Nord Macedonia
Ex Präsident Pendarovski verteidigt die albanische Sprache in Nordmazedonien
"Es wird ein großes Problem sein, wenn sie, also das Verfassungsgericht, dieses Sprachengesetz aufheben, mit der Begründung, es sei angeblich nicht mit der Verfassung vereinbar"
In einem Interview sagte Pendarovski, dass Albanisch eine Amtssprache ist, weil mehr als 20 Prozent der Bevölkerung albanischer Herkunft sind und die Verwendung dieser Sprache durch das Sprachengesetz geregelt wird, das mehrmals geändert wurde, um die Rechte der Gemeinschaft zu verbessern.
Er warnte jedoch, dass ein Bürger beim Verfassungsgericht einen Antrag eingereicht hat, mit dem die Aufhebung dieses Gesetzes verlangt wird, was ein großes Problem verursachen könnte, falls das Gesetz aufgehoben wird.
“Sie ist offiziell, weil mehr als 20 Prozent der Menschen in diesem Land Albaner sind. Inzwischen haben wir zwei Rechtssprachen akzeptiert. Das Hauptgesetz existiert auf Englisch, aber im Wesentlichen gibt es das Gesetz auch auf Albanisch. Das erste Gesetz stammt, soweit ich weiß, aus dem Jahr 2008. Die letzte Änderung war etwa 2017. Wir haben dieses Gesetz also mehrmals geändert und damit die Rechte der Albaner verbessert.

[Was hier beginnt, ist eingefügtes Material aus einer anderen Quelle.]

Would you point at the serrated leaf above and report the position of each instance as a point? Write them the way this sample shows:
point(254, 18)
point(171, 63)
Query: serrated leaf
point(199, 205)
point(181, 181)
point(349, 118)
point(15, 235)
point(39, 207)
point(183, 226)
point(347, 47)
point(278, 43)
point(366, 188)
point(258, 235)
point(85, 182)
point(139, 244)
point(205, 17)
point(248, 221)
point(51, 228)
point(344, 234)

Was ist inzwischen passiert? Jemand, vermutlich ein einfacher Bürger, der der Öffentlichkeit nicht bekannt ist, hat beim Verfassungsgericht einen Antrag eingereicht und behauptet, dass das Sprachengesetz, also das Gesetz über die albanische Sprache, nicht mit der Verfassung vereinbar sei und hat seine Aufhebung verlangt… Das Verfassungsgericht hat bereits eine Sitzung zu dieser Frage angesetzt und es wird ein großes Problem sein, wenn dieses Gesetz aufgehoben wird mit der Begründung, es sei angeblich nicht mit der Verfassung vereinbar”, erklärte er, berichtet Top Channel.
Pendarovski betonte, dass das Hauptproblem die praktische Umsetzung des Gesetzes sei, besonders in den Institutionen und im Justizsystem.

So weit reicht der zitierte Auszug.